The revised target reflects a more modest but still substantial offering, underscoring a strategic shift due to the closed-end fund’s unique structure, which traditionally garners less investor enthusiasm.

Originally, Ackman envisioned Pershing Square USA as a game-changer in the IPO landscape, with projections of raising up to $25 billion. 

However, recognizing the challenges associated with the fund’s closed-end structure, which limits investor liquidity, Ackman recalibrated his expectations. 

The new plan involves selling up to 40 million shares at $50 each, with the anticipated total raise now between $2.5 billion and $4 billion. 

While this adjustment brings the IPO back to a more manageable scale, it remains one of the year’s most notable offerings.

Investor interest and concerns

The New York Stock Exchange announced a delay in the fund’s debut, though reasons for this postponement were not specified. 

Despite this, interest from prominent investors remains strong. 

Notable entities such as Baupost Group, Putnam, and the Teachers Retirement System of Texas have already placed substantial orders for the IPO, reflecting confidence in Ackman’s reputation and the fund’s potential.

In his letter to shareholders, Ackman acknowledged the sensitivity surrounding the IPO’s size and expressed cautious optimism about the revised target.

Fund structure and focus 

The closed-end fund structure, while supporting long-term investment strategies, limits liquidity as investors can only exit by selling their stakes to others. 

This aspect of the fund has generated some investor concerns, particularly regarding the speed of capital deployment and the management of investments.

Since its inception, Pershing Square Holdings, Ackman’s decade-old fund providing permanent capital, has delivered a 6.4% return. 

Over the past 20 years, Ackman’s hedge fund has achieved an average annual return of 16.5%, outperforming the S&P 500 by 9.3 percentage points per year. 

Had Pershing Square USA existed in its current form, it would have returned 19.4% annually, with a 31% return over the past 6.5 years, according to Ackman’s promotional materials.

Pershing Square USA plans to concentrate investments in 12 to 15 large-cap, investment-grade, cash-flow-positive companies in North America. 

This strategy aligns with Ackman’s established approach of making high-stakes, concentrated investments. The fund aims to list on the New York Stock Exchange under the ticker symbol “PSUS.”

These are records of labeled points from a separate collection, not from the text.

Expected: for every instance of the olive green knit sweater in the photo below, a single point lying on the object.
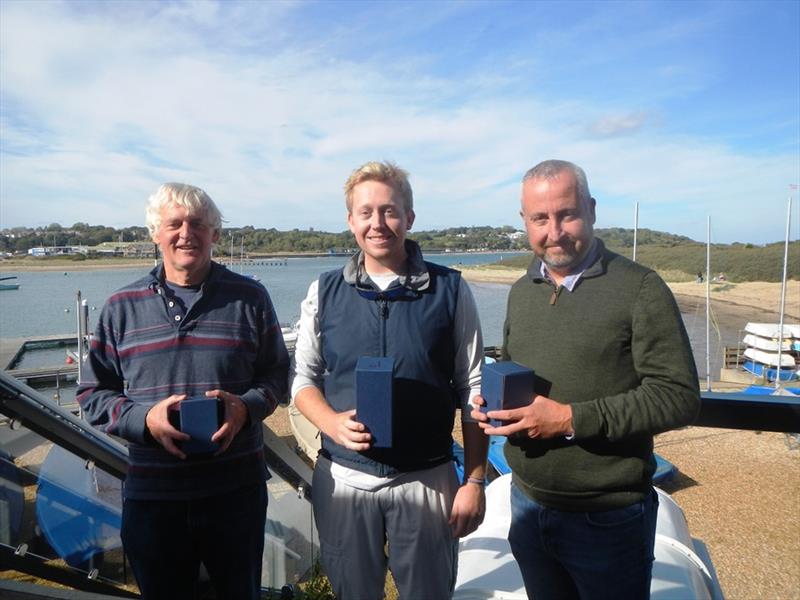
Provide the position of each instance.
(615, 348)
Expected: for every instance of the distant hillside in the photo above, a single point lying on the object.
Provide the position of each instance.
(678, 257)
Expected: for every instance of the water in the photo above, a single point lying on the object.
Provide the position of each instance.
(45, 302)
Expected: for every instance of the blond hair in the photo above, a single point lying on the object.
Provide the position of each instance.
(385, 172)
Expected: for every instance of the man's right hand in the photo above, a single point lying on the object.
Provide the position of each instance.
(347, 432)
(157, 422)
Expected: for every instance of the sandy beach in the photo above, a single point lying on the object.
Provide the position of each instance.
(739, 490)
(757, 300)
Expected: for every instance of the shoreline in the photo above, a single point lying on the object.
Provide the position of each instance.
(730, 297)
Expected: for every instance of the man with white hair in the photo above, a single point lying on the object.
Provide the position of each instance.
(189, 328)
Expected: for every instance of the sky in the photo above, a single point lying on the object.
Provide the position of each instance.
(690, 109)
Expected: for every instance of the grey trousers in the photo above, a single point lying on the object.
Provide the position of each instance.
(411, 513)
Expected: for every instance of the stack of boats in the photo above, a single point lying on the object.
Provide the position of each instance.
(770, 352)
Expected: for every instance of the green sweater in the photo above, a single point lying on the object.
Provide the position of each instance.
(616, 349)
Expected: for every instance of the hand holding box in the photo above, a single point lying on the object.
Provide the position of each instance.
(374, 398)
(200, 419)
(506, 385)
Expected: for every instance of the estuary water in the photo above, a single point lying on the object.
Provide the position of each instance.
(45, 302)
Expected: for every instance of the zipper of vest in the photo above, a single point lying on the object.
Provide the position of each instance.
(554, 296)
(383, 311)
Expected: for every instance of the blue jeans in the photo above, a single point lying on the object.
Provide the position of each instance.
(166, 541)
(589, 555)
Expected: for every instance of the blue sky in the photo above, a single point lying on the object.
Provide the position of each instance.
(691, 109)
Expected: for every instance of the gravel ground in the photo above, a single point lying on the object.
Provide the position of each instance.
(740, 492)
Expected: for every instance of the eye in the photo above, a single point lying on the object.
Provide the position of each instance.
(538, 219)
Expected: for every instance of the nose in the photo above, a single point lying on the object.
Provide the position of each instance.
(377, 220)
(185, 230)
(554, 230)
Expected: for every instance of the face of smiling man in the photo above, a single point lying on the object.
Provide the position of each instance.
(558, 222)
(185, 240)
(379, 221)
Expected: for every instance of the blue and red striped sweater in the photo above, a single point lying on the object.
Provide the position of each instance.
(229, 338)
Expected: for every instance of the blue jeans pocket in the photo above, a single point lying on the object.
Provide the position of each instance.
(616, 517)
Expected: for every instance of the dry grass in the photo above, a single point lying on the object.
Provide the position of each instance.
(740, 492)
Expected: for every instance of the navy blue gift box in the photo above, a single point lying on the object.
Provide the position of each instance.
(374, 398)
(505, 385)
(200, 419)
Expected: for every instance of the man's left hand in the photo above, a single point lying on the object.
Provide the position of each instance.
(469, 506)
(235, 418)
(542, 418)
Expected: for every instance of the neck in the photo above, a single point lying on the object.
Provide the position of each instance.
(186, 278)
(385, 267)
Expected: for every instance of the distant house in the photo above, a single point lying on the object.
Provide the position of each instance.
(57, 250)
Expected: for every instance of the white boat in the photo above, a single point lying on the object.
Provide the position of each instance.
(773, 330)
(770, 358)
(766, 343)
(10, 285)
(487, 569)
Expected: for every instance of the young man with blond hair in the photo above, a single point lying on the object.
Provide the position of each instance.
(388, 302)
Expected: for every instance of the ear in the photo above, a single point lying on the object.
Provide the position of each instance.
(410, 218)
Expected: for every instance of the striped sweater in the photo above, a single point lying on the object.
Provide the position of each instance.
(228, 339)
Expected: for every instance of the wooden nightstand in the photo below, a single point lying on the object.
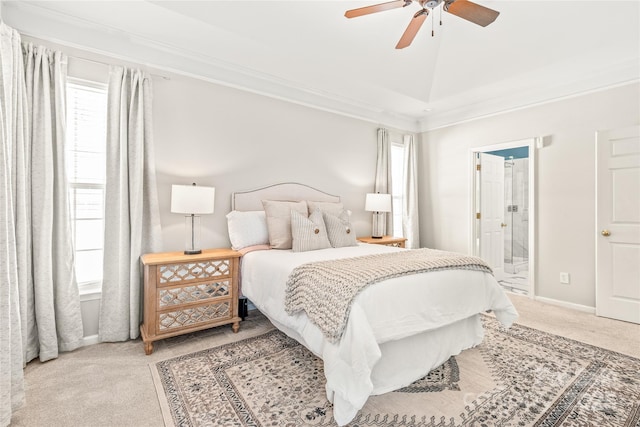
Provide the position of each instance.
(186, 293)
(398, 242)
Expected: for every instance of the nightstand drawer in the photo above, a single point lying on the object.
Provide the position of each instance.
(196, 292)
(191, 271)
(192, 316)
(189, 292)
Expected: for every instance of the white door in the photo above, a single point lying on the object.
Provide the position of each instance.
(492, 212)
(618, 224)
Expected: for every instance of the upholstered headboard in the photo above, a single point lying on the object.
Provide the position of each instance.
(251, 200)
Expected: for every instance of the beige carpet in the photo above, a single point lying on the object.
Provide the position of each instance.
(516, 377)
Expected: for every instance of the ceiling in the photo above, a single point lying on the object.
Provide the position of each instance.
(307, 52)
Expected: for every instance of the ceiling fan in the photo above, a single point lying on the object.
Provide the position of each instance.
(464, 9)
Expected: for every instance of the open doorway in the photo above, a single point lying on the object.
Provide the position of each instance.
(504, 223)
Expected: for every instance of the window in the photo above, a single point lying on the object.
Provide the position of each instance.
(397, 190)
(86, 166)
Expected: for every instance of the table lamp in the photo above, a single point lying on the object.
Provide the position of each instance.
(379, 204)
(193, 201)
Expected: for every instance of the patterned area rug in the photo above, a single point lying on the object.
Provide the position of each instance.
(516, 377)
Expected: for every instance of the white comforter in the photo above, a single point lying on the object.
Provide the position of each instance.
(387, 311)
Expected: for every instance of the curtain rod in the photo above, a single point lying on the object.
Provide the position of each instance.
(95, 61)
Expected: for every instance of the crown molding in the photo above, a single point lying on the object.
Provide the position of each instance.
(544, 85)
(39, 22)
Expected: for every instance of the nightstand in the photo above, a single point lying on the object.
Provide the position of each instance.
(397, 242)
(186, 293)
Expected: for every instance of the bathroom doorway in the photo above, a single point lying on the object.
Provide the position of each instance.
(518, 213)
(516, 219)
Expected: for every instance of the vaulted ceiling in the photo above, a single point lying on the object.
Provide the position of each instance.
(308, 52)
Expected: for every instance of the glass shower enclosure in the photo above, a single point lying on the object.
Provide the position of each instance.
(516, 236)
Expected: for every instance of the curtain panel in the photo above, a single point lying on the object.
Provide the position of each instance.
(132, 218)
(51, 316)
(13, 134)
(383, 173)
(410, 214)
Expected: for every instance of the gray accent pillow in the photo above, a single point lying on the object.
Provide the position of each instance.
(279, 221)
(339, 229)
(309, 234)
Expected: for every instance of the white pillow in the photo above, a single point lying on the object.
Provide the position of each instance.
(247, 228)
(279, 221)
(334, 208)
(339, 229)
(308, 234)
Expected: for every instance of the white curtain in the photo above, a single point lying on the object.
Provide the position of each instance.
(132, 219)
(39, 301)
(13, 134)
(51, 312)
(410, 217)
(383, 173)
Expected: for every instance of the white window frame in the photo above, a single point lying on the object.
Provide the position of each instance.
(397, 178)
(93, 287)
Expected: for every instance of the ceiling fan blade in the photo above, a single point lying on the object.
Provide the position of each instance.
(412, 29)
(353, 13)
(472, 12)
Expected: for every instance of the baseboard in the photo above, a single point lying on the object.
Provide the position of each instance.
(90, 340)
(573, 306)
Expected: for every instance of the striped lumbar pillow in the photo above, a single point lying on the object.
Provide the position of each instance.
(339, 230)
(308, 234)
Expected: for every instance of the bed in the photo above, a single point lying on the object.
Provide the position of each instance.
(397, 330)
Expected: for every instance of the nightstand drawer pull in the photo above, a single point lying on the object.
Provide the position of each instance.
(173, 273)
(193, 293)
(192, 316)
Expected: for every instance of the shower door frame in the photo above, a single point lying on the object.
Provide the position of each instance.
(474, 200)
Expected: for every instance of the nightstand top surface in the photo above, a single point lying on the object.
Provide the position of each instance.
(383, 239)
(164, 257)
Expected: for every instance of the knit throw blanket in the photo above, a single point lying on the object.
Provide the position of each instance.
(326, 289)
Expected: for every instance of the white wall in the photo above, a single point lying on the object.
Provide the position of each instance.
(565, 182)
(236, 140)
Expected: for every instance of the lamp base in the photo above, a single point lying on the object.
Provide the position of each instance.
(379, 225)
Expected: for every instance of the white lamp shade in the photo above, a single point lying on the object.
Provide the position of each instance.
(192, 199)
(377, 202)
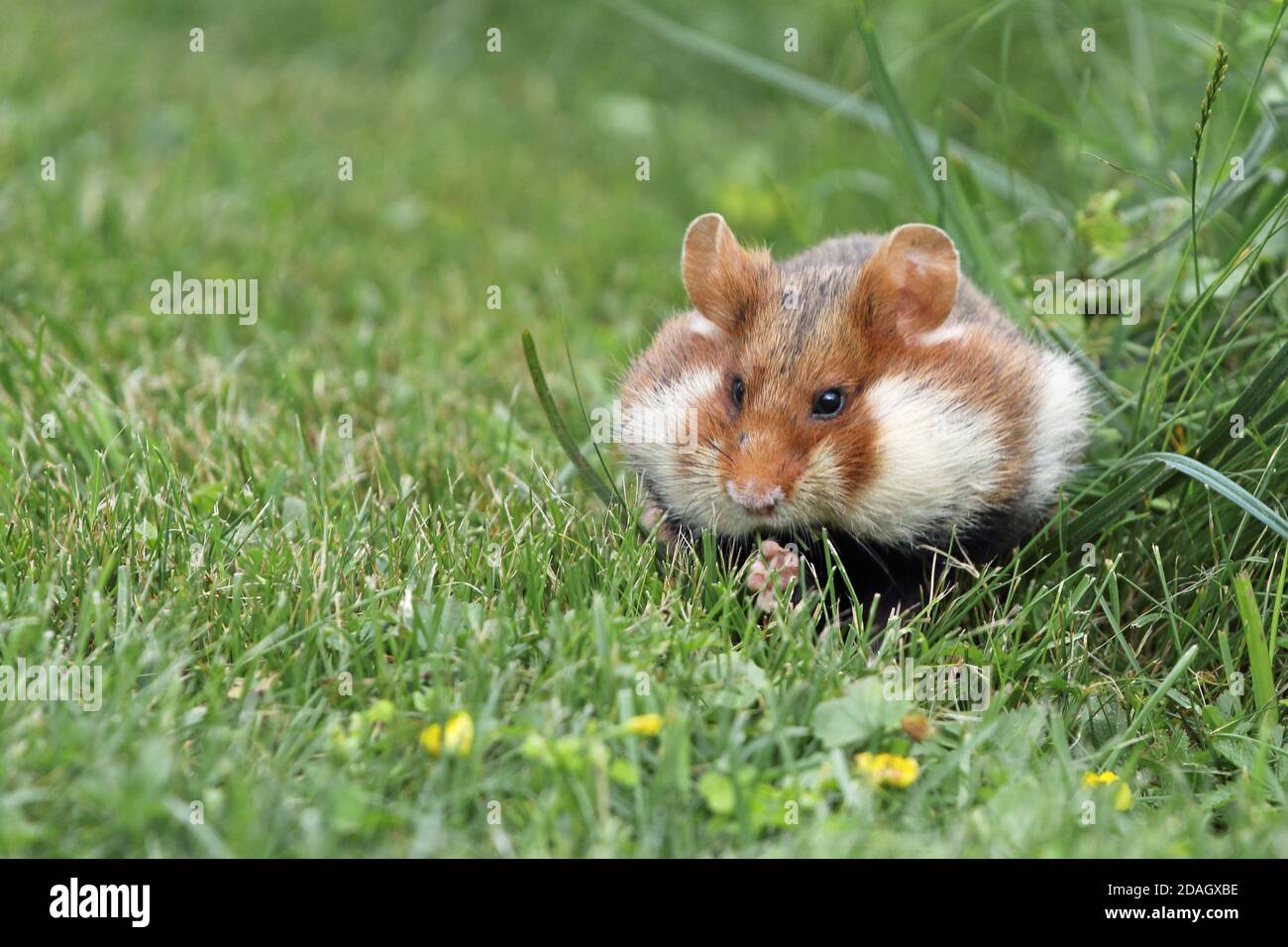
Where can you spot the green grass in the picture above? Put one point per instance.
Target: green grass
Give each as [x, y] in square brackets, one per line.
[279, 611]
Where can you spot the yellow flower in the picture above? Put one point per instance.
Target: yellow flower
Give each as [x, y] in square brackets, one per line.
[644, 724]
[889, 768]
[432, 738]
[459, 735]
[455, 740]
[1093, 780]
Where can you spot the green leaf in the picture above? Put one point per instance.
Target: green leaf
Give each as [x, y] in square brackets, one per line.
[1254, 637]
[716, 789]
[1223, 484]
[557, 423]
[863, 711]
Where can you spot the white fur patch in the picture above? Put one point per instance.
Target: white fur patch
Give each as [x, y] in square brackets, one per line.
[665, 416]
[936, 463]
[660, 428]
[700, 325]
[1059, 427]
[945, 333]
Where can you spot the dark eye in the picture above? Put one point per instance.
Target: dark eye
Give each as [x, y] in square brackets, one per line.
[828, 403]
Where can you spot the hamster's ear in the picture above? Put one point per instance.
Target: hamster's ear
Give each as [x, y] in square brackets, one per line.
[911, 279]
[721, 278]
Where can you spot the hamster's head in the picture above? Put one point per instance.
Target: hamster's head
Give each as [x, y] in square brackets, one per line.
[764, 390]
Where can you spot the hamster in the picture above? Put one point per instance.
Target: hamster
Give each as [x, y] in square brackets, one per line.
[864, 388]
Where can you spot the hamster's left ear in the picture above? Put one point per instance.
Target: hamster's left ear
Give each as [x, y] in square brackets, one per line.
[911, 279]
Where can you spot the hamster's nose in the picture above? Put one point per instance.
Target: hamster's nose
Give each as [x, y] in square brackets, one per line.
[759, 499]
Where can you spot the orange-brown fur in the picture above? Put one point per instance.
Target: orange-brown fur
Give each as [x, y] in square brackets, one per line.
[845, 315]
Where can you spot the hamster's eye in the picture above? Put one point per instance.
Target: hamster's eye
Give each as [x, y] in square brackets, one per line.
[828, 403]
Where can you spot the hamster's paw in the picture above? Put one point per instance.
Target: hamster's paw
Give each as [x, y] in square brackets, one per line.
[652, 519]
[773, 567]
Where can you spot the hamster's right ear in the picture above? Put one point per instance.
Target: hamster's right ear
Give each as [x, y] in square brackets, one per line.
[722, 279]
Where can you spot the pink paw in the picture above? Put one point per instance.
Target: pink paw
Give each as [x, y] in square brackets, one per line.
[776, 567]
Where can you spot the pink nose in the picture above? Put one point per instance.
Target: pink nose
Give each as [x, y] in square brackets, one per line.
[755, 497]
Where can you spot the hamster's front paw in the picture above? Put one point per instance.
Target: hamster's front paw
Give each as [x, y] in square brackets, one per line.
[774, 567]
[655, 518]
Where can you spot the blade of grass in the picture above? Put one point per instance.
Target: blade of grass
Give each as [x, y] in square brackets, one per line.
[1254, 637]
[558, 427]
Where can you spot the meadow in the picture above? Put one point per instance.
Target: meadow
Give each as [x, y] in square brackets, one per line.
[347, 592]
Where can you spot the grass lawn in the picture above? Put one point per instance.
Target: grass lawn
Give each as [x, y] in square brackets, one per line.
[308, 552]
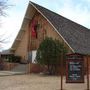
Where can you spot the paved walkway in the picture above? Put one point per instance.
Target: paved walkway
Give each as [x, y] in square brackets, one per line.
[37, 82]
[8, 73]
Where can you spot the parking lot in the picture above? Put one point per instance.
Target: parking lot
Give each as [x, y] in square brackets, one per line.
[36, 82]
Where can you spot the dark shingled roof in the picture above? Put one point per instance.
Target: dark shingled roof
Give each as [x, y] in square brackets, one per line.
[77, 36]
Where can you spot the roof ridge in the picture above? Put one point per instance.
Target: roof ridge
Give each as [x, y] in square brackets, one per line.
[60, 15]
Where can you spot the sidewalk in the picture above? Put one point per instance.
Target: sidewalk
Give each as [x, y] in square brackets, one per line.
[8, 73]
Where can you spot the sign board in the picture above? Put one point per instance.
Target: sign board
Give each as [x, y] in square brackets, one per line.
[75, 68]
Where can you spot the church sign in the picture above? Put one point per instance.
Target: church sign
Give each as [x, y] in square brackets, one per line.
[75, 68]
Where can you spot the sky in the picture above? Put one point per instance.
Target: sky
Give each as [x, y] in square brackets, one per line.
[75, 10]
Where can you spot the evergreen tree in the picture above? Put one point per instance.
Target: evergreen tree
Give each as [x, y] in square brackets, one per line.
[49, 53]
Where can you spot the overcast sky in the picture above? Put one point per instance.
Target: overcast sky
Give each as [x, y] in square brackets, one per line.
[75, 10]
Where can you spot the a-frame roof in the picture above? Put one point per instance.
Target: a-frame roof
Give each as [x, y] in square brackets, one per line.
[76, 36]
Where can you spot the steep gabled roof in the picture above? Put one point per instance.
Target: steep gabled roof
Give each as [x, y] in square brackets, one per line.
[75, 35]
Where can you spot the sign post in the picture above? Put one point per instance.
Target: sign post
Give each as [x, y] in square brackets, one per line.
[75, 69]
[87, 74]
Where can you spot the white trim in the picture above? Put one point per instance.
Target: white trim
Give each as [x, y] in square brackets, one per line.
[53, 27]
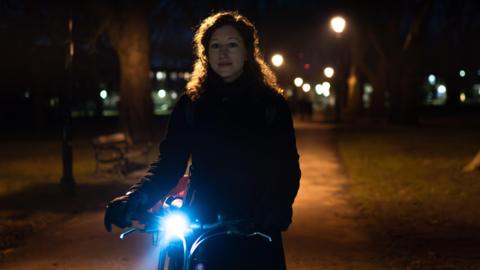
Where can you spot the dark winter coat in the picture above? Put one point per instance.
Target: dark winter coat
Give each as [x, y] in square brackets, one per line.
[244, 159]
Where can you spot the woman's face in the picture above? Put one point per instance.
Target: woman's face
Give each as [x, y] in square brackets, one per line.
[227, 53]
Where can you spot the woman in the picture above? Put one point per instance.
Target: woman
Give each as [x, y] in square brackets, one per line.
[236, 127]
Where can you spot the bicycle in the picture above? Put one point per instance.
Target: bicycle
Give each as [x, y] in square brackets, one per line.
[180, 239]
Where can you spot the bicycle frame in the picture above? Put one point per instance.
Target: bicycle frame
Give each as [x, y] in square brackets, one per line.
[169, 258]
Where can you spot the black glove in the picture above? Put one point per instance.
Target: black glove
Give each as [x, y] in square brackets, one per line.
[277, 219]
[120, 211]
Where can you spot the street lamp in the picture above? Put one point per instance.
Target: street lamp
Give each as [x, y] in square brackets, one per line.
[338, 24]
[277, 60]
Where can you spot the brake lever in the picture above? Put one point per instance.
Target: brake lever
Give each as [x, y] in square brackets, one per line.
[129, 231]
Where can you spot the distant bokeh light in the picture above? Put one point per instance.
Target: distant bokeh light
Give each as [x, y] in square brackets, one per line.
[338, 24]
[298, 81]
[277, 60]
[306, 87]
[103, 94]
[161, 93]
[441, 90]
[328, 71]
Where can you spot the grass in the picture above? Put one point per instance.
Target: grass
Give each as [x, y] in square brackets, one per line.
[30, 195]
[409, 185]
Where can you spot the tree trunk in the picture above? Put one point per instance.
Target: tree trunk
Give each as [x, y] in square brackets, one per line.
[130, 38]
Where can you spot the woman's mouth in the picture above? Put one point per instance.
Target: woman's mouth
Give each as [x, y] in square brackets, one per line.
[224, 64]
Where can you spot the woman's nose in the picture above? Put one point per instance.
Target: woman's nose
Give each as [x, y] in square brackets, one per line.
[223, 50]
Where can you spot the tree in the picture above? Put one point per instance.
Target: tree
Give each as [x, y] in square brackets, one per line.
[127, 25]
[391, 54]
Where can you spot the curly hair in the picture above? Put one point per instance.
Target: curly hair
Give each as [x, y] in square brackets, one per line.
[255, 64]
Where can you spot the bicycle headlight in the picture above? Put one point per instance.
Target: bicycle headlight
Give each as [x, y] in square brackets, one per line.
[175, 224]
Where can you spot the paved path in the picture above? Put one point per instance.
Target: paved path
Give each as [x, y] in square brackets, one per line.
[325, 234]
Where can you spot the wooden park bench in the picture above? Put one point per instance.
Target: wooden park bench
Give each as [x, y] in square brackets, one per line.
[115, 152]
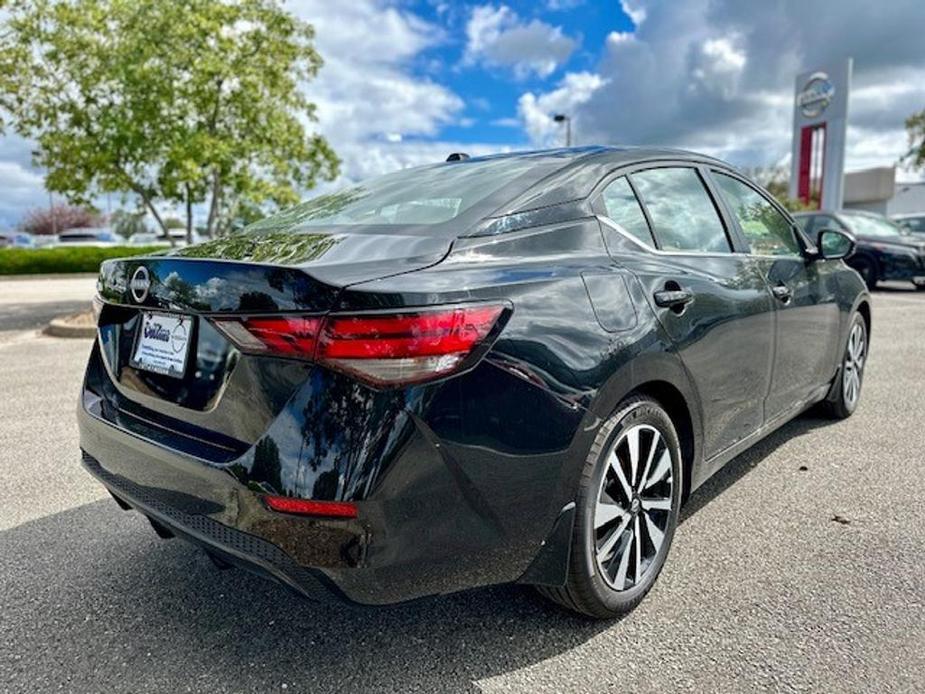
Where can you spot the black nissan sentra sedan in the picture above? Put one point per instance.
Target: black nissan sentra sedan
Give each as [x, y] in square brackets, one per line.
[512, 368]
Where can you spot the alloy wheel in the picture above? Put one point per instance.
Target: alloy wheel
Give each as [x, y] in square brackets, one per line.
[854, 364]
[634, 504]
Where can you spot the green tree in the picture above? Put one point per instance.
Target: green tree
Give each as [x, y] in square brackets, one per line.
[189, 103]
[915, 129]
[126, 224]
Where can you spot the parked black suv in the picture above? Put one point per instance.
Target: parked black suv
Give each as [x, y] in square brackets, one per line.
[884, 250]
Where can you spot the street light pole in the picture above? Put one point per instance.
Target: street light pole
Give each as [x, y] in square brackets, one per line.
[562, 118]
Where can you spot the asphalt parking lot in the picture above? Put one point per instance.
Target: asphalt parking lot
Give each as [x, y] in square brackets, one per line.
[799, 567]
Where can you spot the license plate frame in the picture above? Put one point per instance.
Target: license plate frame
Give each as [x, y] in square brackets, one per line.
[162, 343]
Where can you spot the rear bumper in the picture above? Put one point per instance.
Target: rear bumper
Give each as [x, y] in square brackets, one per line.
[241, 549]
[431, 536]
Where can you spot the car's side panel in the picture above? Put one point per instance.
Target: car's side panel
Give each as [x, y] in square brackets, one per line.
[808, 328]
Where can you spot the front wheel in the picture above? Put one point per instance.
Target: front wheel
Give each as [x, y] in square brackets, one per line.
[843, 401]
[627, 510]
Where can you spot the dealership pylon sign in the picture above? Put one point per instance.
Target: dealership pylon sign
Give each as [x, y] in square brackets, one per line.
[820, 119]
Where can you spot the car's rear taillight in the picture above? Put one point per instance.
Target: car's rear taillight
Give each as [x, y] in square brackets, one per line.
[382, 349]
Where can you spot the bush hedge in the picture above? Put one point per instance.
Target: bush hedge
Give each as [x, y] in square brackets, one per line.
[39, 261]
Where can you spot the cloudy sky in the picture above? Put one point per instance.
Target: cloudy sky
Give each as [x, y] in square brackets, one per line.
[408, 82]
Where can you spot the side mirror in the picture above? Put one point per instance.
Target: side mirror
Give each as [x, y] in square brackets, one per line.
[834, 244]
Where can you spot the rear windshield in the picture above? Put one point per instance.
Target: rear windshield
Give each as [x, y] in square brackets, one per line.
[423, 196]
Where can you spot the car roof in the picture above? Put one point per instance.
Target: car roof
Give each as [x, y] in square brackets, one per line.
[575, 170]
[623, 154]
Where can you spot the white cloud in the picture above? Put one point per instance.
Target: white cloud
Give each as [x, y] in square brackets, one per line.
[22, 189]
[634, 10]
[718, 76]
[496, 36]
[537, 112]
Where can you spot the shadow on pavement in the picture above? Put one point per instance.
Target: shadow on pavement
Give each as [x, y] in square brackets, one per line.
[745, 462]
[93, 602]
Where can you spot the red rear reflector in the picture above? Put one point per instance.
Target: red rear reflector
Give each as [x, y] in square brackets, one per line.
[383, 349]
[306, 507]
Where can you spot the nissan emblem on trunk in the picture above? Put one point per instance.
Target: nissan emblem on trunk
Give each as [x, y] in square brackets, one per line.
[140, 284]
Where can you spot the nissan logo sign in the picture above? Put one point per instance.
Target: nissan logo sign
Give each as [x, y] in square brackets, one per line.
[140, 284]
[816, 95]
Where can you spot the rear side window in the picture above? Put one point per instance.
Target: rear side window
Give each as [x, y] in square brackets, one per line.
[623, 209]
[767, 231]
[683, 214]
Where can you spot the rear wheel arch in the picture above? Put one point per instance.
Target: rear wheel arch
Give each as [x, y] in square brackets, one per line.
[864, 309]
[675, 404]
[662, 377]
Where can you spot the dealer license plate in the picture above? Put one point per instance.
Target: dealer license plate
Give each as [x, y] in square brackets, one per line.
[162, 344]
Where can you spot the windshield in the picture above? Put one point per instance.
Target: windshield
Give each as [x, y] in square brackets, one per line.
[427, 195]
[863, 225]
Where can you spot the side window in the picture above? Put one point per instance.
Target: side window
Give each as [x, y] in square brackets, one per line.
[681, 210]
[808, 224]
[623, 208]
[767, 231]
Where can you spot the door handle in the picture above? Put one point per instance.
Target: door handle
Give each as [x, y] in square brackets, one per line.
[782, 293]
[673, 298]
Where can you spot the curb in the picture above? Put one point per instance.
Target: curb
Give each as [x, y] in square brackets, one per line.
[59, 327]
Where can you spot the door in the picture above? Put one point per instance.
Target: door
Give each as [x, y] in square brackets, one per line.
[711, 301]
[804, 291]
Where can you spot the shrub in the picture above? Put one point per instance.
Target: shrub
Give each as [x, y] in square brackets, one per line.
[35, 261]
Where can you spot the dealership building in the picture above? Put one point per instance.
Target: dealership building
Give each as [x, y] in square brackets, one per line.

Ackman’s public persona and influence, particularly through social media platform X (formerly Twitter), have bolstered his efforts to attract retail investors. 

His recent high-profile campaign against Harvard University over various issues demonstrated his willingness to leverage his platform for broader impact. 

However, despite his extensive reach and the fund’s strategic merits, concerns about the closed-end structure and investment approach persist among potential investors. 

As the IPO moves forward, Ackman’s ability to address these concerns will be crucial in determining its ultimate success.